Federal government releasing details of new carbon tax

OTTAWA, ON. (NEWS 1130) – The carbon price is part of a broader climate change framework from the government, as part of the Pan Canadian Framework for Clean Growth and Climate Change.

According to Maclean’s Magazine Ottawa Bureau Chief John Geddes, the Trudeau government plans to give provinces three options. “They can either do a straight carbon tax or like BC a cap-and-trade system like Ontario or Quebec, or some blend which is the Alberta way,” says Geddes.

The Liberal government want to see the tax or cap and trade equivalent of $10 per tonne of emissions put in place by the end of 2018, with the price rising to $50 by 2022.

However, Geddes claims that’s simply not enough. “You’d have to have a much, much steeper carbon tax than what’s being proposed here.”
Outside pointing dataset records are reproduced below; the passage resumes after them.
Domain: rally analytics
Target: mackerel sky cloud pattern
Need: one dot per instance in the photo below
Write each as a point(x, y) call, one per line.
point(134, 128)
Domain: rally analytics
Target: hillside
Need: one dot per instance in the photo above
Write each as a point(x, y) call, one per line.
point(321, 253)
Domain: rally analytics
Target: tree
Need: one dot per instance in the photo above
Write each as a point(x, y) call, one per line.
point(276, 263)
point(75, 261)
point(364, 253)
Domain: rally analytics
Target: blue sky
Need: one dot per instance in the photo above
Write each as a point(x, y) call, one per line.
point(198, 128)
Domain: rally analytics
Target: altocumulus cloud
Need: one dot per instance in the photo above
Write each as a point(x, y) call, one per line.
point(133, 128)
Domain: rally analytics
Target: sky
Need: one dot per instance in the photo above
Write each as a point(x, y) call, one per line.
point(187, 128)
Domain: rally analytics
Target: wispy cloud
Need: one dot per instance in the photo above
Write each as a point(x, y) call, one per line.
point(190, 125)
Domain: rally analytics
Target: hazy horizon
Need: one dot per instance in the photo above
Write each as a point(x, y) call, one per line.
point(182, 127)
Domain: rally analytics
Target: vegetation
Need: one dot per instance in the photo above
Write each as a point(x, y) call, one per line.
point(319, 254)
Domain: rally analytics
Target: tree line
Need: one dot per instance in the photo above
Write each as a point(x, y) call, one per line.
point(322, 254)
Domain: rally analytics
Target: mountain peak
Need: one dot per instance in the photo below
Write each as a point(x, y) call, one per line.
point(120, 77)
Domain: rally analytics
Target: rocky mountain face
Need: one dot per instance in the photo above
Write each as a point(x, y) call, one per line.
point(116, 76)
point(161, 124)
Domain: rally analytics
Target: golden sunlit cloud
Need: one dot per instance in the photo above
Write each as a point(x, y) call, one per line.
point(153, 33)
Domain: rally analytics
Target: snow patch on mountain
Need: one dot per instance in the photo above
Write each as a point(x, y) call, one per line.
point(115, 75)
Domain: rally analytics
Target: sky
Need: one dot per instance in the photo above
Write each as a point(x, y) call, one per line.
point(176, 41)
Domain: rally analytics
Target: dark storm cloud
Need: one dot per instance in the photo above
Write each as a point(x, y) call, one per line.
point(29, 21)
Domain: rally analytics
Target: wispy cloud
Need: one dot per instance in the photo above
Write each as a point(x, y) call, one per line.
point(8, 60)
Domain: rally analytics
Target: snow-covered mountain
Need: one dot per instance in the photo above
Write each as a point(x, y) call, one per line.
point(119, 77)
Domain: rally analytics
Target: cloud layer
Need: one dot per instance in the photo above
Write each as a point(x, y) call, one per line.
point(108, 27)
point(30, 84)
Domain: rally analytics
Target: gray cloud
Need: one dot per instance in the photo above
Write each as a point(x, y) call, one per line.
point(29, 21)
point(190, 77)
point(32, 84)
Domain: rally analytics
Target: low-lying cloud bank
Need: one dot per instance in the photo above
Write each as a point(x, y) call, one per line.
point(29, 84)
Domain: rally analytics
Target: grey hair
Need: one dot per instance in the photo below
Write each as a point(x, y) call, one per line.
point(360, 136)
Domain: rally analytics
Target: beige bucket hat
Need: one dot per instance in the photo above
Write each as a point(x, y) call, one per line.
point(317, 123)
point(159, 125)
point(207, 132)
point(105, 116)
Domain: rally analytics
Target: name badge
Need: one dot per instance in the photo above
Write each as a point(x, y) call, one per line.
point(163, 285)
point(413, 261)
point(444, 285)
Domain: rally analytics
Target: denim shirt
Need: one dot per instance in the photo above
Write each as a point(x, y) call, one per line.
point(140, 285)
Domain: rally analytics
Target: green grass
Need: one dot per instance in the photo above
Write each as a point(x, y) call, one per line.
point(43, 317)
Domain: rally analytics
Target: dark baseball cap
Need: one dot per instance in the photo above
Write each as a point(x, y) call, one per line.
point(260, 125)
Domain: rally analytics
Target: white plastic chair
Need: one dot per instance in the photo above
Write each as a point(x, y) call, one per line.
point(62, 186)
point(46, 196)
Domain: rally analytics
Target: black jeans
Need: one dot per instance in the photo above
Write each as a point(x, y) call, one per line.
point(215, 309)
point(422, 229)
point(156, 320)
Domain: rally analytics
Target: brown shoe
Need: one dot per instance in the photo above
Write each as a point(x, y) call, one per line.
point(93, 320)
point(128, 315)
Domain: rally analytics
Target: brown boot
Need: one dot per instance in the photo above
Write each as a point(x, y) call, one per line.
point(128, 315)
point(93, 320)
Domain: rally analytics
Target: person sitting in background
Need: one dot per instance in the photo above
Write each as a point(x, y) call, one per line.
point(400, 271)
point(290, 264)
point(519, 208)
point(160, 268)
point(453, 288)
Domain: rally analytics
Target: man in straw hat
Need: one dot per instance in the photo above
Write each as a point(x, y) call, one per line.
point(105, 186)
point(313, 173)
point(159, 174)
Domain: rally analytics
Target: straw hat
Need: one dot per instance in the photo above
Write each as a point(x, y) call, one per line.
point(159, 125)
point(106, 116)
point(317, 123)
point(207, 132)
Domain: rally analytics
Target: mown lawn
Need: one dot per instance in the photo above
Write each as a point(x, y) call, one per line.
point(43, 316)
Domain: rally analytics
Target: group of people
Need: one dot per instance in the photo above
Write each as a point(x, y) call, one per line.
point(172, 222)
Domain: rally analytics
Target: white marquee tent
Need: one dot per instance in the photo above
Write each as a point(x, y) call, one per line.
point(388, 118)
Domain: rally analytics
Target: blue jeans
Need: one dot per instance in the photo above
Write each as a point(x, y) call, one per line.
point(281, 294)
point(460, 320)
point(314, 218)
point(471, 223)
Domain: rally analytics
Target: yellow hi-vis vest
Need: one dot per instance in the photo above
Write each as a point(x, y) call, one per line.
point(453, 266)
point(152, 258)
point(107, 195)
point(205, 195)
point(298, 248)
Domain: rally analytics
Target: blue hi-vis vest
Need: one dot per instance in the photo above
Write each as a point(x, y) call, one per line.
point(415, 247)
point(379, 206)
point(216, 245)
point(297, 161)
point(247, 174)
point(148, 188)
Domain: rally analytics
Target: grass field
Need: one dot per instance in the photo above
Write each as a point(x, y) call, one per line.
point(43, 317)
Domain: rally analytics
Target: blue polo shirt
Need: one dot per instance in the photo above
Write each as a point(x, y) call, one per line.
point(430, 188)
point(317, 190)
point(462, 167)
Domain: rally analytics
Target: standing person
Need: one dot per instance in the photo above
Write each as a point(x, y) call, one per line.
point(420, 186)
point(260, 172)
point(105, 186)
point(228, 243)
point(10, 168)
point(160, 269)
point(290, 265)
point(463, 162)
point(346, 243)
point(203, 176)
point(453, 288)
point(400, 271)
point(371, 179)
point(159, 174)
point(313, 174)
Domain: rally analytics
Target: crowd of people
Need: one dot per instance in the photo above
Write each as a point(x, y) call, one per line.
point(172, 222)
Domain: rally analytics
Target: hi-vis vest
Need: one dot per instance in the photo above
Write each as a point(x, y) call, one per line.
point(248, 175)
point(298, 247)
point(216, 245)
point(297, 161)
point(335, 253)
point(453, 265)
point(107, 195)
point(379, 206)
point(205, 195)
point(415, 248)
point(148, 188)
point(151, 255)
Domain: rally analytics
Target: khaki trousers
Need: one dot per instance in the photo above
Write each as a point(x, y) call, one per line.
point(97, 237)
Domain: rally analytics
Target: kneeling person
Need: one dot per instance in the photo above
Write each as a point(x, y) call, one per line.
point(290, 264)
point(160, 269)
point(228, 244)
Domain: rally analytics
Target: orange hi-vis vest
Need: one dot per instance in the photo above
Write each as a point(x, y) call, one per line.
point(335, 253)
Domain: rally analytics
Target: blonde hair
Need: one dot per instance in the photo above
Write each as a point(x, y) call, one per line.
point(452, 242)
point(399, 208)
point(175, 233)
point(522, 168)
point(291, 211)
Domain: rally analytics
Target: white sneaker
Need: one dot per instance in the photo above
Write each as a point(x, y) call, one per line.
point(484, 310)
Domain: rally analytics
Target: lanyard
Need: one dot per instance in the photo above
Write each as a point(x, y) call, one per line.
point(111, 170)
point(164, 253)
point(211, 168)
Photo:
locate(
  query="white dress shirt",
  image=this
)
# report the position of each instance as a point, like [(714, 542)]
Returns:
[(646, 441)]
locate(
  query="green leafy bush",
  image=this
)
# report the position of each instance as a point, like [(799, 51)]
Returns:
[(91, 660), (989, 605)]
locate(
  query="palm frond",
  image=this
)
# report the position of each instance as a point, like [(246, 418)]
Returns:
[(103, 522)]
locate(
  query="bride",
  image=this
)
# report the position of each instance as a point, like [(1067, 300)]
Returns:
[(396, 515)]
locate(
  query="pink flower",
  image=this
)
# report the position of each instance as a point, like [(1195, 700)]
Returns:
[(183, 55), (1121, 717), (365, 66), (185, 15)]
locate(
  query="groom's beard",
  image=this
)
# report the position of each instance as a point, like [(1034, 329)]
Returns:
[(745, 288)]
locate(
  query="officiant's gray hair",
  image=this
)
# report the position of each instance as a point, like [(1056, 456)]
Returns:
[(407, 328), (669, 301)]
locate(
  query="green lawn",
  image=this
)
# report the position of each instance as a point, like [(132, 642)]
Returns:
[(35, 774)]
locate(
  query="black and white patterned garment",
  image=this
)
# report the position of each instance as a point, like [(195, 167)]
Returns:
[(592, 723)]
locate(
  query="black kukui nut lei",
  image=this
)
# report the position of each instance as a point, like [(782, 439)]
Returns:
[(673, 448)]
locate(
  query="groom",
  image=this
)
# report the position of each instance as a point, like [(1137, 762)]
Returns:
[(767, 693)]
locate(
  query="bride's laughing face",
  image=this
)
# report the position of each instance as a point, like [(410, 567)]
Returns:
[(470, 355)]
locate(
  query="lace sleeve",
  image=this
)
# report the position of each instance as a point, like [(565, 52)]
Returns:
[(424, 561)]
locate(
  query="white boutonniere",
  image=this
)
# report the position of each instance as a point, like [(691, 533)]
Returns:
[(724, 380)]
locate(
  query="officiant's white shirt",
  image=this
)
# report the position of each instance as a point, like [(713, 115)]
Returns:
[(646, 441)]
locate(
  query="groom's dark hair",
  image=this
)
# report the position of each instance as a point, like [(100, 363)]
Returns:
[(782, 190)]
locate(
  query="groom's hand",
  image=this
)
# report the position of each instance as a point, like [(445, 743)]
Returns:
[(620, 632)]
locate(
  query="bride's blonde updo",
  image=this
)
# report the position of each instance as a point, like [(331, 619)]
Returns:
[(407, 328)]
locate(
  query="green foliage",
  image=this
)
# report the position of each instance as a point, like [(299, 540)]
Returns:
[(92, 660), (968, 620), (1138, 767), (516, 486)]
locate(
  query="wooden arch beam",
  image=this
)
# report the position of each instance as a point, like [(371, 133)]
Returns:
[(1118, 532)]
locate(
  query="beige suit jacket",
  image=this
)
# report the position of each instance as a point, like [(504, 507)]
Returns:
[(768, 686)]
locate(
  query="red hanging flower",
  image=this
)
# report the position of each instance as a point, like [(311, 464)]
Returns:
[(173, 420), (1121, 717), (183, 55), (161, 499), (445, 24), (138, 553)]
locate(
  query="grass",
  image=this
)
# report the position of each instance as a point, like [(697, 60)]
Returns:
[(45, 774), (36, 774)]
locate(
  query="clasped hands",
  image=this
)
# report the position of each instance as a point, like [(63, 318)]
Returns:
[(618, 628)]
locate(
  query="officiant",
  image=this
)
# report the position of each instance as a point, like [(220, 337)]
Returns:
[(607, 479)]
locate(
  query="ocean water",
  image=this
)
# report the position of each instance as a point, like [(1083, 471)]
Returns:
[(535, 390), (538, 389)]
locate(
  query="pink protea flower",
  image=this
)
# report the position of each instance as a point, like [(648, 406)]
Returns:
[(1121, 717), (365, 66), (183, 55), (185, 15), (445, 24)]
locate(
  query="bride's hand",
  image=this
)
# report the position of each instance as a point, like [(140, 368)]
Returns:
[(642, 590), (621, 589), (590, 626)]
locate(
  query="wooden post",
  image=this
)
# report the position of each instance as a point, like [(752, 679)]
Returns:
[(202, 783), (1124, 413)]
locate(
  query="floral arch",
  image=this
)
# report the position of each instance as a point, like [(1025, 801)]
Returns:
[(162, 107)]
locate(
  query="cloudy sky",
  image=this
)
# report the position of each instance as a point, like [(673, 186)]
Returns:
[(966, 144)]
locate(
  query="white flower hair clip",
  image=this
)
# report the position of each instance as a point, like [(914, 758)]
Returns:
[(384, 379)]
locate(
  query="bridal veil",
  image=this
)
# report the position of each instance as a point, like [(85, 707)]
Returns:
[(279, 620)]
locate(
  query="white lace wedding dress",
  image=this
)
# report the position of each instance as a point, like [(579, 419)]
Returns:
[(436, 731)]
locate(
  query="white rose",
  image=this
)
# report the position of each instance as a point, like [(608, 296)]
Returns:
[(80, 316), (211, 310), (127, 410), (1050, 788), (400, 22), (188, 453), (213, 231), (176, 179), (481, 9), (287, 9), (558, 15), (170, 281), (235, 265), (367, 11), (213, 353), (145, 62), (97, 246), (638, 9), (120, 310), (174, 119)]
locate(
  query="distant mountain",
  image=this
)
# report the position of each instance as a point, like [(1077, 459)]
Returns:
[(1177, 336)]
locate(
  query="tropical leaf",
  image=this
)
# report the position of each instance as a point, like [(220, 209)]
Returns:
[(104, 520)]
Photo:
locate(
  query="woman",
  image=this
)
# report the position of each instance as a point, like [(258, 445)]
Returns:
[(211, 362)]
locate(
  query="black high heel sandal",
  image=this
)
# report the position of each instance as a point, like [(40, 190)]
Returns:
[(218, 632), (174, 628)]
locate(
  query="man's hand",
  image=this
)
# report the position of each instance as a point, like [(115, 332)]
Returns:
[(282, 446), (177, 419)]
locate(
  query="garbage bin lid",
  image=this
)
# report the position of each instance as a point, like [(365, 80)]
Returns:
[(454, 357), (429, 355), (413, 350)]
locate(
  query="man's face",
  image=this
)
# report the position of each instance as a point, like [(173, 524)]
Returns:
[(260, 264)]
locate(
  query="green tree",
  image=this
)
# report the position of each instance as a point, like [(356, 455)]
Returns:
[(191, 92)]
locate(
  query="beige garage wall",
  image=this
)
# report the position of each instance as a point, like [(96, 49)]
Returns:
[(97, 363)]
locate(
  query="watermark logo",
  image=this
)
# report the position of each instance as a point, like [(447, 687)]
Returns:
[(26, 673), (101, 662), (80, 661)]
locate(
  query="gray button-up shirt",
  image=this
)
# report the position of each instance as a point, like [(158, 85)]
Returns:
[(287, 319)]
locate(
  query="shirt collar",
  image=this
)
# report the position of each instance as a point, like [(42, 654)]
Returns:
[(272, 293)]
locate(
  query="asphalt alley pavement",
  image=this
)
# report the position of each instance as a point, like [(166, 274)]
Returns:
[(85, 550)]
In order for Canada to hit its international targets, Geddes says the government needs to impose many other regulations or push the carbon price up to 300 dollars a tonne.

Just last year, the Canadian Taxpayers Federation criticized the carbon tax plan, claiming it doesn’t work, and would cost Canadian families thousands more in taxes by 2022.

“Emissions are higher than they were when we brought in the carbon tax, and the economy has not out-performed our neighbours,” said former CTF BC Director Jordan Bateman.

The CTF estimates it’ll cost the average Canadian family $2,569 more in taxes every year, but expects British Columbian families to be less hard-hit.

This is because power sources in BC are generally cleaner, with the province producing less oil and gas than other parts of the country.

Canada has agreed to cut emissions to 30% below levels in 2005. To do so, the country would have to reduce its emissions by about 200 million tonnes over the next 13 years, which is roughly the equivalent of taking every car in the country off the road, twice.